Movimento inesperado
Depois do anúncio, entre outros motivos, o J.P. Morgan ajustou sua projeção de IPCA em 2023 de 5,2% para 5,1%. Mais uma instituição que não esperava corte nos preços no atacado, uma vez que os preços domésticos já parecem estar abaixo do equivalente internacional. No entanto, o preço dos combustíveis fez seu papel. Essa dinâmica em preços administrados dá um viés de baixa para a atual projeção da consultoria.
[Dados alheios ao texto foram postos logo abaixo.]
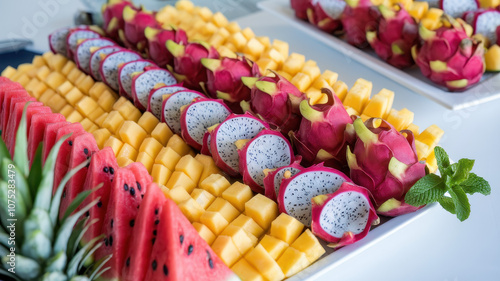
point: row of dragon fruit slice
(261, 128)
(397, 38)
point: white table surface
(435, 247)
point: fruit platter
(400, 70)
(178, 145)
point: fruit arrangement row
(452, 42)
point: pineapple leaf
(56, 200)
(61, 242)
(21, 146)
(35, 172)
(79, 199)
(44, 194)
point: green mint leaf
(475, 184)
(426, 190)
(462, 205)
(447, 204)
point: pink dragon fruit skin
(224, 79)
(275, 100)
(135, 22)
(385, 162)
(157, 48)
(326, 209)
(358, 17)
(324, 132)
(449, 57)
(112, 14)
(187, 65)
(324, 18)
(396, 34)
(300, 8)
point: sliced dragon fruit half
(125, 77)
(269, 149)
(143, 83)
(75, 35)
(155, 100)
(171, 108)
(83, 51)
(224, 136)
(198, 116)
(108, 67)
(296, 192)
(98, 54)
(344, 216)
(273, 179)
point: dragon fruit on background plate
(385, 162)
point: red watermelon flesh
(144, 234)
(14, 120)
(63, 157)
(37, 129)
(124, 202)
(101, 170)
(49, 137)
(181, 254)
(83, 147)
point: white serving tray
(488, 89)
A MB Associados também considera “bastante possível” que a inflação termine este ano dentro da meta, ainda que próximo do teto da banda. O preço dos alimentos só não fará sua parte se houver algum risco climático, pois o cenário conjunto de câmbio e inflação de alimentos serão importantes para trazer a inflação para baixo.
A MB ainda projeta que, mesmo que a inflação fique acima do teto da meta para este ano, trata-se de uma mudança de perspectiva muito grande em relação ao que se tinha antes. A consultoria lembra que se falava de inflação para este ano de 6% ou 6,5% e agora fala-se em 4,5% a 5%. É uma mudança muito grande e favorável em seis meses na opinião deles.
As consultorias discordam sobre os índices para 2024, que podem começar o ano perto do centro da meta ambiciosa imposta pelo BC.